In some embodiments, the processor 402 may be disposed in communication with a communication network 409 via a network interface 403. The network interface 403 may communicate with the communication network 409. The network interface 403 may employ connection protocols including, without limitation, direct connect, Ethernet (e.g., twisted pair 10/100/1000 Base T), Transmission Control Protocol/Internet Protocol (TCP/IP), token ring, IEEE 802.11a/b/g/n/x, etc. Using the network interface 403 and the communication network 409, the computer system 400 may communicate with a requirement repository 101, a database 103 and an automation testing tool 105. The communication network 409 can be implemented as one of the different types of networks, such as intranet or Local Area Network (LAN), Closed Area Network (CAN) and such. The communication network 409 may either be a dedicated network or a shared network, which represents an association of the different types of networks that use a variety of protocols, for example, Hypertext Transfer Protocol (HTTP), CAN Protocol, Transmission Control Protocol/Internet Protocol (TCP/IP), Wireless Application Protocol (WAP), etc., to communicate with each other. Further, the communication network 409 may include a variety of network devices, including routers, bridges, servers, computing devices, storage devices, etc. In some embodiments, the processor 402 may be disposed in communication with a memory 405 (e.g., RAM, ROM, etc. not shown in FIG. 4) via a storage interface 404. The storage interface 404 may connect to memory 405 including, without limitation, memory drives, removable disc drives, etc., employing connection protocols such as Serial Advanced Technology Attachment (SATA), Integrated Drive Electronics (IDE), IEEE-1394, Universal Serial Bus (USB), fibre channel, Small Computer Systems Interface (SCSI), etc. The memory drives may further include a drum, magnetic disc drive, magneto-optical drive, optical drive, Redundant Array of Independent Discs (RAID), solid-state memory devices, solid-state drives, etc.

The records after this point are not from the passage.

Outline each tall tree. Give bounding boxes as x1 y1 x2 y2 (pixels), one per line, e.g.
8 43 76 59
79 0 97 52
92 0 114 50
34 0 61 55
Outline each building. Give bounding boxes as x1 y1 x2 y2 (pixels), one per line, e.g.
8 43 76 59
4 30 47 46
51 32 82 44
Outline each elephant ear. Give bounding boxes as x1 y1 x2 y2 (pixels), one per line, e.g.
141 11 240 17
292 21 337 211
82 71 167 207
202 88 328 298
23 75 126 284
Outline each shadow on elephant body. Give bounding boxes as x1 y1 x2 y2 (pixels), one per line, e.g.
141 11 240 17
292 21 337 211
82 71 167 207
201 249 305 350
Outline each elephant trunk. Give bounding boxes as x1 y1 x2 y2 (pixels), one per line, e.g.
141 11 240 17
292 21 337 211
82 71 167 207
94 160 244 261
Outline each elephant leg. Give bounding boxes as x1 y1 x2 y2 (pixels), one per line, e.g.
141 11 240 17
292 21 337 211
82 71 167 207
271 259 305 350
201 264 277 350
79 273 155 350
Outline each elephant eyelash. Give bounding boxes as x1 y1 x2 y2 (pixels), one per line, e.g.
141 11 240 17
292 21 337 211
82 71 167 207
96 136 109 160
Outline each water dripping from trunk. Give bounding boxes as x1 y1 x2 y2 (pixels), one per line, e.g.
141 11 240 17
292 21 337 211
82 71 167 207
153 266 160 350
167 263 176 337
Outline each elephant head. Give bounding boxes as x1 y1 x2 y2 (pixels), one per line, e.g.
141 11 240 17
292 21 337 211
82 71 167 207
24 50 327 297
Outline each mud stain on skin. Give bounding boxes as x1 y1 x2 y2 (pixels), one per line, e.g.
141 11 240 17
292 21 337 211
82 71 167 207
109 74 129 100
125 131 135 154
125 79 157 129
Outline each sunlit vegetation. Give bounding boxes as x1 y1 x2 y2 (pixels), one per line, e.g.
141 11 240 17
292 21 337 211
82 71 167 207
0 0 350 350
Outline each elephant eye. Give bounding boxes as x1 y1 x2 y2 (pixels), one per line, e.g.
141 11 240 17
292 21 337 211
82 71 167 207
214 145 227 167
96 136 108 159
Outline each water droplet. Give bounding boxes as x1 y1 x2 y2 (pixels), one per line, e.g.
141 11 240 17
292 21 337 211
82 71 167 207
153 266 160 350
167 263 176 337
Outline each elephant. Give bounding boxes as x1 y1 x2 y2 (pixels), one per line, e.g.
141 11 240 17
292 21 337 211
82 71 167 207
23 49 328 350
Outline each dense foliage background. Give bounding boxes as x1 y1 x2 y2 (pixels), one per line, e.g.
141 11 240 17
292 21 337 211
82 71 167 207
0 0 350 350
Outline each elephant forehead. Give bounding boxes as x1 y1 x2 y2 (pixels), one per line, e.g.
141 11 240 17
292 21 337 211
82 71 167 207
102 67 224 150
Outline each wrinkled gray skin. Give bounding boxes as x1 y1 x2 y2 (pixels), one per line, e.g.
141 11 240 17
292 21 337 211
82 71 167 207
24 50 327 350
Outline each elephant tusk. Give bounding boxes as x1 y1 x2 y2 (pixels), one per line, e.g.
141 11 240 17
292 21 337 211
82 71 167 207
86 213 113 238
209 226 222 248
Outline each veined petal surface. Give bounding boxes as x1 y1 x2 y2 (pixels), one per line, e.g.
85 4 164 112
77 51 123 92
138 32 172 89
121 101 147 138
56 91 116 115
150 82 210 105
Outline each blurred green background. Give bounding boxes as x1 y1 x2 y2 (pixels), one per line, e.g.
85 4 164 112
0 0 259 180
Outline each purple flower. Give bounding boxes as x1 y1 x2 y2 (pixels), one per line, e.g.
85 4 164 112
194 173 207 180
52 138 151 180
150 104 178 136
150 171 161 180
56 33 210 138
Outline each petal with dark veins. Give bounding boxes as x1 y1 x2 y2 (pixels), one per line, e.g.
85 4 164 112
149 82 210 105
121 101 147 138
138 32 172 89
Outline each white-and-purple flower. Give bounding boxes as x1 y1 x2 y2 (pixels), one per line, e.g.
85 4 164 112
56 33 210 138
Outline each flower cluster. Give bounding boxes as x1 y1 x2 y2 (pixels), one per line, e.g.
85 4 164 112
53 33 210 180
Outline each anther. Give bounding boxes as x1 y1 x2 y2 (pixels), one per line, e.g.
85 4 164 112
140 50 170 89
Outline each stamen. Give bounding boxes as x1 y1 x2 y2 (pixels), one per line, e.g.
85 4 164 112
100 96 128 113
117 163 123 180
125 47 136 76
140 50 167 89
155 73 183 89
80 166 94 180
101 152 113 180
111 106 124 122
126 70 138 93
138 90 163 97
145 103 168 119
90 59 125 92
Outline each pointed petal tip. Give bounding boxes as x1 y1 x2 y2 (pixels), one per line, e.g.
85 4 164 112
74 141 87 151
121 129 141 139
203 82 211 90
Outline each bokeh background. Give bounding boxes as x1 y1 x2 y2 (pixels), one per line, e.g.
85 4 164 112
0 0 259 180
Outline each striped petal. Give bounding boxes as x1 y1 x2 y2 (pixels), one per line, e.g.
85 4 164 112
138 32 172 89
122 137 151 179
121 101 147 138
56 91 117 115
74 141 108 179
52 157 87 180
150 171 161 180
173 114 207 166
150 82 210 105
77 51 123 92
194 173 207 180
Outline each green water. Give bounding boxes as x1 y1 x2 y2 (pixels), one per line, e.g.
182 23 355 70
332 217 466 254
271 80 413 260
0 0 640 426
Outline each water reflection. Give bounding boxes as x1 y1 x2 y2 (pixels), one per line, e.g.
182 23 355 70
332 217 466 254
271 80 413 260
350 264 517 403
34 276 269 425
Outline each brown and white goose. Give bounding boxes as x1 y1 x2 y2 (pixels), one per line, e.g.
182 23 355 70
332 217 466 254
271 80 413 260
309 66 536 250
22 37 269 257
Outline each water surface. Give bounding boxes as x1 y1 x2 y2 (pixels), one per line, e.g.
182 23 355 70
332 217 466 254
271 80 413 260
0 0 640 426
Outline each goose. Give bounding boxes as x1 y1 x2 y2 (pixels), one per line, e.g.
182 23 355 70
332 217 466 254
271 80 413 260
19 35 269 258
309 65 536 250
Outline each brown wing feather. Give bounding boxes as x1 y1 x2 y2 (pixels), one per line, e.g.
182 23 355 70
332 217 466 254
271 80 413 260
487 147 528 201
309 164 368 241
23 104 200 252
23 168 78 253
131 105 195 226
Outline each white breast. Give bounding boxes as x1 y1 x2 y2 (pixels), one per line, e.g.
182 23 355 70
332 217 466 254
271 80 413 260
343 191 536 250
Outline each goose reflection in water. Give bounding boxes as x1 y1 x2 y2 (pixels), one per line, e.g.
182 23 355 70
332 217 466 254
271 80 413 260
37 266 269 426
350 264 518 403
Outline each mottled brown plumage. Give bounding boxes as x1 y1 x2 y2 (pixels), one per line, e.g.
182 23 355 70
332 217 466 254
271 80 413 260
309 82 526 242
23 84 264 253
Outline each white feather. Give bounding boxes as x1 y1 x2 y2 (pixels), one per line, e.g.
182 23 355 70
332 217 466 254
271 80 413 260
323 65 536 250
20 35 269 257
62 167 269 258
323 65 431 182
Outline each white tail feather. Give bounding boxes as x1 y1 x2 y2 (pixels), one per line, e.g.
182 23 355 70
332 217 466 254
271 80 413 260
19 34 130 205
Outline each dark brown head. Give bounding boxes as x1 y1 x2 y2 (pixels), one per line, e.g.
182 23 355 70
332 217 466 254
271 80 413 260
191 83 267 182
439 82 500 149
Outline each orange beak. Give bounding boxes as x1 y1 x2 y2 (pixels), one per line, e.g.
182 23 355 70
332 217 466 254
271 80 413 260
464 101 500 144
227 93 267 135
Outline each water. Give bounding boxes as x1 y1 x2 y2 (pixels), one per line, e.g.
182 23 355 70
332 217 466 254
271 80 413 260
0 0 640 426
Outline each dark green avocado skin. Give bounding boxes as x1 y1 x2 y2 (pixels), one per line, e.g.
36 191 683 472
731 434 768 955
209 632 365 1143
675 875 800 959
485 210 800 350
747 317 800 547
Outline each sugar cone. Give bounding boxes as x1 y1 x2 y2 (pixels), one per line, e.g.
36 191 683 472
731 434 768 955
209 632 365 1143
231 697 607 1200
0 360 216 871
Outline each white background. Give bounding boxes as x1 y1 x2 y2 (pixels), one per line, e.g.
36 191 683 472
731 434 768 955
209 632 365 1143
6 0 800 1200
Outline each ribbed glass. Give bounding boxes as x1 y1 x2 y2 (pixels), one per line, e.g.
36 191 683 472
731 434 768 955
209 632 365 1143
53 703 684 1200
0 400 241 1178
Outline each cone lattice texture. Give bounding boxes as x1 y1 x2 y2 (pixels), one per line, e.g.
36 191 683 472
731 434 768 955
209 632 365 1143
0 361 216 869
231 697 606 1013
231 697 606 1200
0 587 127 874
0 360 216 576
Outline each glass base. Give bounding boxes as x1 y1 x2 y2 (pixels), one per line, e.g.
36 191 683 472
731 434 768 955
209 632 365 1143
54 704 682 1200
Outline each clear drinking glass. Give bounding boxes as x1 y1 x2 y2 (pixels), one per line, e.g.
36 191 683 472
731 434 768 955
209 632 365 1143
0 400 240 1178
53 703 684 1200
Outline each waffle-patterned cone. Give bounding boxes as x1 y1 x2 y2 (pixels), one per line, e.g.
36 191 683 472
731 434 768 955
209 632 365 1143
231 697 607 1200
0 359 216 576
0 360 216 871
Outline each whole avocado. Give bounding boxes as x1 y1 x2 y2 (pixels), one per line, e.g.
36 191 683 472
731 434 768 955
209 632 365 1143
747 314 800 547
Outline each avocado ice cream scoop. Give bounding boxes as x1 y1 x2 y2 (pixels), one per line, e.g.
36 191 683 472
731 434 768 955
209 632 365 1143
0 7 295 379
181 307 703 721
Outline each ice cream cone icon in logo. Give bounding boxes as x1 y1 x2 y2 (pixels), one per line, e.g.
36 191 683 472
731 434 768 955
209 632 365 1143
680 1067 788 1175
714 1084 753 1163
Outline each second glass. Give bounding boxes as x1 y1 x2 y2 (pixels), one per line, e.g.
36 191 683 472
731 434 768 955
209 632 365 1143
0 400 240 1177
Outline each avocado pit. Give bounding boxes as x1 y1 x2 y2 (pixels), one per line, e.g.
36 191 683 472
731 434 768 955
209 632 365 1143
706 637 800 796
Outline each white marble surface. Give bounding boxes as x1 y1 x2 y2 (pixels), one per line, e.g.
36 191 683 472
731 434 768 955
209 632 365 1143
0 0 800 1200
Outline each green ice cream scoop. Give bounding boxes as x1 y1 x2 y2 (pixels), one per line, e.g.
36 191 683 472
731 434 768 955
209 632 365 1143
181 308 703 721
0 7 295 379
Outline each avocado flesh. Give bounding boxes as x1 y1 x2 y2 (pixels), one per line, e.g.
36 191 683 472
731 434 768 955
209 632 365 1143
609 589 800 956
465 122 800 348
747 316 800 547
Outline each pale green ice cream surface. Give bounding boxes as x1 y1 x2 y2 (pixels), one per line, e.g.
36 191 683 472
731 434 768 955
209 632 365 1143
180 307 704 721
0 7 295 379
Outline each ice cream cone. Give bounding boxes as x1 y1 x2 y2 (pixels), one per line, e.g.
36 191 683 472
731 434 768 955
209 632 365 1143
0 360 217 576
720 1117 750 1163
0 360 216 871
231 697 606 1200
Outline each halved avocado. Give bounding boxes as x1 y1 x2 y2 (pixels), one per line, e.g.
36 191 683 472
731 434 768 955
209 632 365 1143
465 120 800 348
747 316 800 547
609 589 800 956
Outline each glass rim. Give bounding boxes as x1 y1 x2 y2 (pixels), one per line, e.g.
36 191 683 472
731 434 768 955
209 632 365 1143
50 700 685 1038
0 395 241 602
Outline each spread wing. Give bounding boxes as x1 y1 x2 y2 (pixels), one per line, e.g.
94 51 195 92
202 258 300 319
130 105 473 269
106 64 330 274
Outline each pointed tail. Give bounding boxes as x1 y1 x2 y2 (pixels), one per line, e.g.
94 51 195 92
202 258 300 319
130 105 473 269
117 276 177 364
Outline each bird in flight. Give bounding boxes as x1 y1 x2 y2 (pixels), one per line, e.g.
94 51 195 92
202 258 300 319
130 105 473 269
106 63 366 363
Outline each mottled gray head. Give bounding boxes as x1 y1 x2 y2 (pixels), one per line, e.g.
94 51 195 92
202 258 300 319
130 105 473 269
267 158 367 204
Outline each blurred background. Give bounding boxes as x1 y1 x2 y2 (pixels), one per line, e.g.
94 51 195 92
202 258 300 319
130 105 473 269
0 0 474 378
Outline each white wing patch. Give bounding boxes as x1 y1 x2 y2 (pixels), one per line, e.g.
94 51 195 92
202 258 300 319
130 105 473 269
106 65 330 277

The memory 405 may store a collection of program or database components, including, without limitation, a user interface 406, an operating system 407, a web browser 408 etc. In some embodiments, the computer system 400 may store user/application data, such as the data, variables, records, etc. as described in this invention. Such databases may be implemented as fault-tolerant, relational, scalable, secure databases such as Oracle or Sybase.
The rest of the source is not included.